There's a lot of executives who have a ton of trouble getting high quality signal from what's actually going, going on operationally for a variety of reasons. Um, yeah, that's some expensive things for referring.
Adam Davidson:So a year ago, we're largely in a world of chat.
We're largely in a world of like everything I get out of AI, I am asking AI to give me with like small whiffs of sometimes it can do its own thing for like 20 seconds, but not really to. Now we're in a world where dozens and hundreds of agents are doing all sorts of stuff. I don't even know how many agents.
So that has made you think, oh, maybe AI can do more tasks than I realize.
Daniel Rock:Yeah.
Adam Davidson:And then on top of it, we're getting. It sounds like a rapid richness in how we think about what a job is, which is an interesting outcome, but that makes sense.
Daniel Rock:Yeah. The organizational tinkering is starting to happen.
And I think if there's like a thing that I get an equivalent feeling about technologically now that I, you know, to what I had a year ago, it's sort of the open claw you know, text the agent or have it in your Slack thing like it's still early where like just like with fleets of agents. I'm like, there's some people who are doing this but I'm not quite ready to adopt it myself yet because of the security risks and the like.
I tinker with it but I haven't quite figured out the, the killer use case for myself. And I think probably that'll get figured out a year by now or like for a year it'll get figured out within.
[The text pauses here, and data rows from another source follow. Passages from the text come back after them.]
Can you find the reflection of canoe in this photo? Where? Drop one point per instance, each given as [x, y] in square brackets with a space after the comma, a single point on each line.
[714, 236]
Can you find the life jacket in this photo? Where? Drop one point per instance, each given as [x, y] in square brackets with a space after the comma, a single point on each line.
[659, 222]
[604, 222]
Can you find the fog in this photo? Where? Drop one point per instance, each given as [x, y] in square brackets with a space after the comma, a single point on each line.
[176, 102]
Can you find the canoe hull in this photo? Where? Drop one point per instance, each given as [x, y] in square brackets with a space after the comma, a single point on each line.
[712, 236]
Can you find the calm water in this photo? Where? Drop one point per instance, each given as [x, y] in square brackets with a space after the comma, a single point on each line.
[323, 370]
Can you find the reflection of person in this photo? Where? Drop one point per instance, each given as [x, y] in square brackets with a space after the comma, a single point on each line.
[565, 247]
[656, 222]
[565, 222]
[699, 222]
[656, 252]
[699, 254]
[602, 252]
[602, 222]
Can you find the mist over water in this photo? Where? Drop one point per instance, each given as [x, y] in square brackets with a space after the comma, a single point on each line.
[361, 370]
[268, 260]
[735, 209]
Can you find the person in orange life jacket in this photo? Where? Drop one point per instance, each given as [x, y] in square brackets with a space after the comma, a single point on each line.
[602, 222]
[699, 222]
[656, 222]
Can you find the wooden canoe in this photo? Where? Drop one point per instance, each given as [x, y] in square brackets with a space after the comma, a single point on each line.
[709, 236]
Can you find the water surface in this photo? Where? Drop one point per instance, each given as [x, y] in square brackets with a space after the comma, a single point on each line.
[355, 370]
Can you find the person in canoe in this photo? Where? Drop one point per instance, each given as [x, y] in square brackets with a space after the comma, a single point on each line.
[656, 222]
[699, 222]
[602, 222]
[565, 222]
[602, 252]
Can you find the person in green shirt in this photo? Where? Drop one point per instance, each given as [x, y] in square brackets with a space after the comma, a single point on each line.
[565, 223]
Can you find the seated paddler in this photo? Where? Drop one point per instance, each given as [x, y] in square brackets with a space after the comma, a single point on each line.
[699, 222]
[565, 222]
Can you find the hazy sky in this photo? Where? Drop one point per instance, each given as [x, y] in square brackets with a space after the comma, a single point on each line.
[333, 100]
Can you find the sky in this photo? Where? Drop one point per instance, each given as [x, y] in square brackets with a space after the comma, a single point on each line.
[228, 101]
Adam Davidson:I will tell you, I have figured it out.
It's totally obvious and you should just do it so you don't have to do it with OpenCloud but you should do like basically if you have, if you have a smarter system that knows more about you that is doing like that you're creating autonomous agents to just improve yourself. Think about how Daniel spends his time. What are better ways?
Read every academic paper knowing the framework of what Daniel cares about and tell me every day or every Thursday give me a report of what I missed and then on top of it you're able to prod that system with hey, I was just thinking about like the history of task measurement. Find a bunch of stuff out about it. Like you could be doing all of that. You don't need Open claw.
Daniel Rock:Yeah, I was going to say that these are things that I would write agents to do like with I would have Claude code or codecs do this but I think there is something special about that open Claude or related form factor like Dan Shipper and the every team like we, you know, we talked actually you're right.
We had a feed forward session with those folks that, that thing seems special to me and I still don't understand exactly how or why, but I think it could create some changes.
Adam Davidson:So I described a Dan Daniel Rock centric. But if you then had it also in your conversations with others.
So whether that's corporate Slack or that's you have a bunch of academic friends who you might write papers with and you have a group chat and telegram with them or whatever. To me that's the next magic thing that it, it can facilitate communication with others in all sorts of interesting ways.
Like it can be a fact checker, it can be a just a thought extractor.
Like hey Daniel, you and Alex Emas were talking about this thing and you don't realize it actually relates to this thing you were talking to Ethan Malik about. And you know, and here's a paper that relates to that. Whatever. I think you could be there I don't think you need OpenCloud.
Daniel Rock:Yeah. Something on the C side of the oft forgotten ICT as opposed to just it. Right. Like the communication and.
Adam Davidson:You mean information communication and technology.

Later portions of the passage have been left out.